Sidetrek Project Structure
Here’s the overall structure of a Sidetrek project.
"your_project" placeholder
We use "your_project" as a placeholder for the name of your project.
Root Directory
- .venv: All your project dependencies are installed here. You may not see this directory here depending on your Poetry settings.
- .sidetrek: Sidetrek-specific configurations and metadata. It’s safe to push this directory to git.
- superset: Superset files. Superset is managed separately from the rest of the project in this directory for easy replacement.
- trino: Trino configuration files.
- your_project: All your project code goes here.
- init.py: Initializes the
your_project
Python package. - dagster: Contains Dagster project.
- data: Directory for example data files. Typically, you wouldn’t want to store your data in this repository - this is just for example data.
- dbt: Contains DBT project.
- meltano: Contains Meltano project.
- init.py: Initializes the
- .env: Environment variables for the project.
- .gitignore: Specifies files and directories to be ignored by Git.
- docker-compose.yaml: Docker Compose file for core services like Trino, Iceberg, etc.
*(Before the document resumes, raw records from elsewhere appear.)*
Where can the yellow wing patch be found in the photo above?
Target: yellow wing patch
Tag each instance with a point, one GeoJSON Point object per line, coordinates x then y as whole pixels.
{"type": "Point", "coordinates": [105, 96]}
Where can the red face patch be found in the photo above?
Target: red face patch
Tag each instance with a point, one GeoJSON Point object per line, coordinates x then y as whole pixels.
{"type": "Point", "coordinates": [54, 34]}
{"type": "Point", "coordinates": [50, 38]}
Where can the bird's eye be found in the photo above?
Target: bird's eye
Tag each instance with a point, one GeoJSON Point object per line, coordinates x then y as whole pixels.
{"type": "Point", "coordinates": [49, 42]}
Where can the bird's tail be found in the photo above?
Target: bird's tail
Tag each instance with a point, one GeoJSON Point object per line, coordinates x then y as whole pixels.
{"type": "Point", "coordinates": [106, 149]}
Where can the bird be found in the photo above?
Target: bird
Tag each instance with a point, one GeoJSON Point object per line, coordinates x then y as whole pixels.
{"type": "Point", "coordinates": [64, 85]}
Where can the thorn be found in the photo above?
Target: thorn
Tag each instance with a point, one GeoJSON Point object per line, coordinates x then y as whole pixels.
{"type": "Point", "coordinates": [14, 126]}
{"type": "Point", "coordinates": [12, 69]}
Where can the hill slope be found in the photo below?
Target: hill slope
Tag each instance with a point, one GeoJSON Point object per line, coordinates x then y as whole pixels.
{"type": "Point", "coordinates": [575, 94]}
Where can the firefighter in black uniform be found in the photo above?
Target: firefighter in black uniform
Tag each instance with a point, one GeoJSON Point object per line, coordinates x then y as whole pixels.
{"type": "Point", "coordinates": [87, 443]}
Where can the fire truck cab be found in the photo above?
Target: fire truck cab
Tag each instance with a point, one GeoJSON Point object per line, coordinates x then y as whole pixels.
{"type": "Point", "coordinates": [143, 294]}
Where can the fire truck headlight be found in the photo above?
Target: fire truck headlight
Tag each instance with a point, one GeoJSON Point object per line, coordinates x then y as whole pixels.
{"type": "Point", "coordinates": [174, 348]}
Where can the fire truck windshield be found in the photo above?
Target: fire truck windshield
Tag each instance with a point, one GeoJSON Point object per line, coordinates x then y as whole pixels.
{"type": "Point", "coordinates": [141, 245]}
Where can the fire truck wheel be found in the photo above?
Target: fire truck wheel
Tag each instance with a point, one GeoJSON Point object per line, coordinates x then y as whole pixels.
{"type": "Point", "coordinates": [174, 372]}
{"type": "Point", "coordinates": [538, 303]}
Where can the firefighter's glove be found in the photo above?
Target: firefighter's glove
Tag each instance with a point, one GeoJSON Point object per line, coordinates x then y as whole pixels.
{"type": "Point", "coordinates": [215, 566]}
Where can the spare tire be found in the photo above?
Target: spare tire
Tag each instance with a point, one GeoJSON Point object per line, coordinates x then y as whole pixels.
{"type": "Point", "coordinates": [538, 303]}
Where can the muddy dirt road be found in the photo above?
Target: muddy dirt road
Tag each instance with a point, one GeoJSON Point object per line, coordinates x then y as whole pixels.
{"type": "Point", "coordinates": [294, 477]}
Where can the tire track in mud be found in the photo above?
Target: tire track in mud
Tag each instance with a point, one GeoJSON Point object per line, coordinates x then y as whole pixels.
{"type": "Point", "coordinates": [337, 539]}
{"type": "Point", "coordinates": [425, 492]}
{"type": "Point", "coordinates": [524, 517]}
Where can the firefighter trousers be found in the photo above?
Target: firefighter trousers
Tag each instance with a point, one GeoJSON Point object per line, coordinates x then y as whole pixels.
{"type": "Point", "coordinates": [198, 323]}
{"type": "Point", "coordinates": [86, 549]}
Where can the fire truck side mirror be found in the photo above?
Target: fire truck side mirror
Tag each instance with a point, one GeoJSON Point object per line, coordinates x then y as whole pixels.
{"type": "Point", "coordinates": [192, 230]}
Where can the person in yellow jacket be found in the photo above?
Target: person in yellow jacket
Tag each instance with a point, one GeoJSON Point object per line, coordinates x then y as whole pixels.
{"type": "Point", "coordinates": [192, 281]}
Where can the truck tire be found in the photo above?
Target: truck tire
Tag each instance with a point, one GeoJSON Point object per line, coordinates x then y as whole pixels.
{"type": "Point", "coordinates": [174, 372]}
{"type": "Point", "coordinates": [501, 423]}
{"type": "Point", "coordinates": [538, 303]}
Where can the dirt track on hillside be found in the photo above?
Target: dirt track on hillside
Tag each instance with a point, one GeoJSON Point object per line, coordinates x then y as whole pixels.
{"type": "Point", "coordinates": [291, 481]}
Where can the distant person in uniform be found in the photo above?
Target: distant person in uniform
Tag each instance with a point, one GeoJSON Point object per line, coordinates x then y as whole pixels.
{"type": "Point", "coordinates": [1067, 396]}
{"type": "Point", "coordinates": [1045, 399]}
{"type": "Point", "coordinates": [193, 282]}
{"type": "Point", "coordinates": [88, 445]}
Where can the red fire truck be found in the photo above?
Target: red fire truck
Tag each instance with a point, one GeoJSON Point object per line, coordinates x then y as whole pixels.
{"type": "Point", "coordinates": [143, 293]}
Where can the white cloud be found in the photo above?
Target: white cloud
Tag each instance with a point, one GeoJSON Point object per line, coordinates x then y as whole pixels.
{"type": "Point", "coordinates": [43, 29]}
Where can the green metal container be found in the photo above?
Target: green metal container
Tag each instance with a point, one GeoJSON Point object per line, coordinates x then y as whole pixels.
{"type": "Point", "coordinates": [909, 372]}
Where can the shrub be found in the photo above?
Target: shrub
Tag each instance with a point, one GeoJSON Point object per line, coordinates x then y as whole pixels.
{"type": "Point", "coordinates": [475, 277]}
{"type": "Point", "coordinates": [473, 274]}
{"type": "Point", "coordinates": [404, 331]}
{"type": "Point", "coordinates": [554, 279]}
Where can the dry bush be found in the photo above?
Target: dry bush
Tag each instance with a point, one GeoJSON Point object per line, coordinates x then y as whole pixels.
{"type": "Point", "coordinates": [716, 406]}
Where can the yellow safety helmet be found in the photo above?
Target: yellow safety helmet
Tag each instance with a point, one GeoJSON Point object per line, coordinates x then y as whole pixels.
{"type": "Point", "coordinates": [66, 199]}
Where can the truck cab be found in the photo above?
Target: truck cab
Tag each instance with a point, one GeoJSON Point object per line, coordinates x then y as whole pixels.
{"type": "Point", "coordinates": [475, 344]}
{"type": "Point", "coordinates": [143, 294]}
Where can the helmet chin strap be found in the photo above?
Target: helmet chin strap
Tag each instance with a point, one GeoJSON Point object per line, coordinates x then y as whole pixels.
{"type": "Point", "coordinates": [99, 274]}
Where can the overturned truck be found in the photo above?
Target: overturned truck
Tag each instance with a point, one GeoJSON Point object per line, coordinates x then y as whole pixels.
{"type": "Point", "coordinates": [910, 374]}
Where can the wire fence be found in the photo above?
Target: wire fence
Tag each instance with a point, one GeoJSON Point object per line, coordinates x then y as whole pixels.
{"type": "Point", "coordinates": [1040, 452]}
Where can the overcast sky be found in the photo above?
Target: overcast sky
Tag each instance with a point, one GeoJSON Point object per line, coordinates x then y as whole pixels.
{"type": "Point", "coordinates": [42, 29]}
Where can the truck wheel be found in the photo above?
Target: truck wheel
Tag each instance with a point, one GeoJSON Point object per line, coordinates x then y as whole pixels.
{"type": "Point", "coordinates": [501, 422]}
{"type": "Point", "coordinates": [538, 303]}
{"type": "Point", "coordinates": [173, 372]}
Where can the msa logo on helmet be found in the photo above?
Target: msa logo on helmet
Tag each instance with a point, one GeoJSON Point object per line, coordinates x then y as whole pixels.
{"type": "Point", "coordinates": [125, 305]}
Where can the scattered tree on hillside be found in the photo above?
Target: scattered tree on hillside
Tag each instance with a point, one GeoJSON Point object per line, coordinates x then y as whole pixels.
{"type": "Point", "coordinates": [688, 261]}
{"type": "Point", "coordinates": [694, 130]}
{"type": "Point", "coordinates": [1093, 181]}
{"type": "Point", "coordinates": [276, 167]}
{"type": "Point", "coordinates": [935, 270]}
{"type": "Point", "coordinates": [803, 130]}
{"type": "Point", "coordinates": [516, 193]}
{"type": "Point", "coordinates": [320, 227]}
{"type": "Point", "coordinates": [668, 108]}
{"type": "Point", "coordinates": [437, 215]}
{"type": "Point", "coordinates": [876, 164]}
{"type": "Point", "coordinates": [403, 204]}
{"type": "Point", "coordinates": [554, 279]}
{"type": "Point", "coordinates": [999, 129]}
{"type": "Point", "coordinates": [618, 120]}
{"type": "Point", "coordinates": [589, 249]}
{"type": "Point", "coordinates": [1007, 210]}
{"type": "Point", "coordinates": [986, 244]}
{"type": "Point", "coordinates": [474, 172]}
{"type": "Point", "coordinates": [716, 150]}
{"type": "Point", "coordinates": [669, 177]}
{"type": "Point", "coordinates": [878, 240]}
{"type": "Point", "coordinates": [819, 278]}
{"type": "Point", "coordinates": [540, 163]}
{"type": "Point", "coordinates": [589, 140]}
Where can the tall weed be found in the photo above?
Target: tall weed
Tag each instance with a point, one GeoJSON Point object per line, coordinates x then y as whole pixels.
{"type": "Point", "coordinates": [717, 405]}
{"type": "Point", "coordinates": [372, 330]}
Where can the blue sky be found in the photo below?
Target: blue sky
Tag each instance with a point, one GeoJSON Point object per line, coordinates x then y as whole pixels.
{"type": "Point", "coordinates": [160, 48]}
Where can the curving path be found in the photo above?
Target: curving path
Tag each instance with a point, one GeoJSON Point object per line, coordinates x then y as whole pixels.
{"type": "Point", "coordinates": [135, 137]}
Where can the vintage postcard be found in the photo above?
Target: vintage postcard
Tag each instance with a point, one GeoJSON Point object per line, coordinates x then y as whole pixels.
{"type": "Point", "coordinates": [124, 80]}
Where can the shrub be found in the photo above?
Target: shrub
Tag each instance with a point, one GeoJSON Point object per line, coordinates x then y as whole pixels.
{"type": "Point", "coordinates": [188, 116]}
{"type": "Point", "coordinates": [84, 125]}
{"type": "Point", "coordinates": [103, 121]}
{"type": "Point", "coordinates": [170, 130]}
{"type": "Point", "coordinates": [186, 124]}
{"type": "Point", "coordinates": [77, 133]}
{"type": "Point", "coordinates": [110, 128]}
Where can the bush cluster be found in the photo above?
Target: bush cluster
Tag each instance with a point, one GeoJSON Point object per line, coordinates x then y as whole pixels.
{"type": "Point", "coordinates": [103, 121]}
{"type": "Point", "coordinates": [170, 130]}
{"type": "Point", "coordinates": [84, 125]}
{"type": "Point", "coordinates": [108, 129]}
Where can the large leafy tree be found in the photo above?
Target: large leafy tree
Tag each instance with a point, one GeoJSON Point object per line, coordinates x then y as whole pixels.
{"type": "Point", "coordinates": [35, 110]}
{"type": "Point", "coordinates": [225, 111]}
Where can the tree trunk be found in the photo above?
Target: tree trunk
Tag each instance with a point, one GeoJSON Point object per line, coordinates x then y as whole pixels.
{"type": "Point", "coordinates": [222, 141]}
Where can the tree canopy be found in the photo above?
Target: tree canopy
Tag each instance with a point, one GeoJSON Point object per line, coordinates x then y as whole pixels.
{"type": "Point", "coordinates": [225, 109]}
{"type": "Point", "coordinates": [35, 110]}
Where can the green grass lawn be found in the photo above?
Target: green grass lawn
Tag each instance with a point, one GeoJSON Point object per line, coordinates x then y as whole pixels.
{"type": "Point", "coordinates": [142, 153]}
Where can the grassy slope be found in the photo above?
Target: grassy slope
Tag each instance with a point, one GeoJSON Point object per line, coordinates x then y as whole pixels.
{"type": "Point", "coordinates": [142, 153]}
Does NOT include Superset - that’s managed separately in /superset directory.
- poetry.lock: Lock file for Poetry managed dependencies.
- pyproject.toml: Project configuration for Poetry.
- README.md: Project overview and documentation.
- sidetrek.config.yaml: Configuration file for Sidetrek.
Why is Trino and Superset Outside the Project Folder?
Trino and Superset are not included within the “your_project” folder because they are deployed as separate services rather than being part of the project code.
These tools are independently managed and deployed, ensuring that any changes made to the user code do not affect their deployment. This separation allows for independent updates and maintenance of Trino and Superset without impacting the core project, making your data project more modular and manageable.
”dagster” Directory
Contains Dagster project files.
- .logs_queue, .nux, .telemetry: Dagster-specific metadata and configurations.
- history: Stores historical data for runs.
- runs: Directory for individual run data.
- runs.db: SQLite database file for storing run history.
- logs: Directory for logs.
- event.log: Log file for events.
- schedules: Directory for schedule data.
- schedules.db: SQLite database for schedules.
- storage: Directory for storage files.
- your_project: Core Dagster project files.
- init.py: Initializes the
your_project
module. - assets.py, dbt_assets.py, meltano.py: Python scripts defining various assets and integrations.
- init.py: Initializes the
- your_project_tests: Contains tests for the Dagster project.
- init.py: Initializes the
your_project_tests
module. - test_assets.py: Test cases for the assets.
- init.py: Initializes the
- .env: Environment variables specific to Dagster.
- pyproject.toml, setup.cfg, setup.py: Configuration files for Dagster project.
”data” Directory
Contains example data files for the project.
Do NOT put your actual data in this repository
Data is typically should not be kept in the data project - it should live in a proper storage elsewhere.
”dbt” Directory
Contains DBT project files.
- logs: Directory for log files.
- your_project: Core DBT project files.
- analyses: Directory for analyses.
- dbt_packages: Directory for DBT packages.
- logs: Log files for DBT operations.
- macros: Directory for DBT macros.
- models: Directory for DBT models.
- intermediate, marts, staging: Subdirectories for different stages of models.
- seeds: Directory for seed data.
- snapshots: Directory for snapshots.
- target: Directory for target files.
- compiled, dbt.log, graph.gpickle, manifest.json, etc.: Various files generated by DBT during runs.
- tests: Directory for tests.
- dbt_project.yml: DBT project configurations.
- profiles.yml: This is where you define your query engine adapter configurations (e.g. Trino).
“meltano” Directory
Contains Meltano project files.
- .meltano: This directory hosts Meltano generated files as well as virtual env for each extractor and loader.
- .env, .gitignore: Environment variables and Git ignore file for Meltano.
- README.md: Documentation for the Meltano project.
- analyze, extract, load, notebook, orchestrate, output: Directories for different stages of ELT (Extract, Load, Transform) and analysis.
- For example, you can add “example_csv_files_def.json” to “extract” folder for defining files for the extractor “tap-csv”
- plugins: Directory for Meltano plugins.
- transform: Directory for transformation files.
- meltano.yml: Main configuration file for Meltano.
- requirements.txt: Meltano-specific dependencies.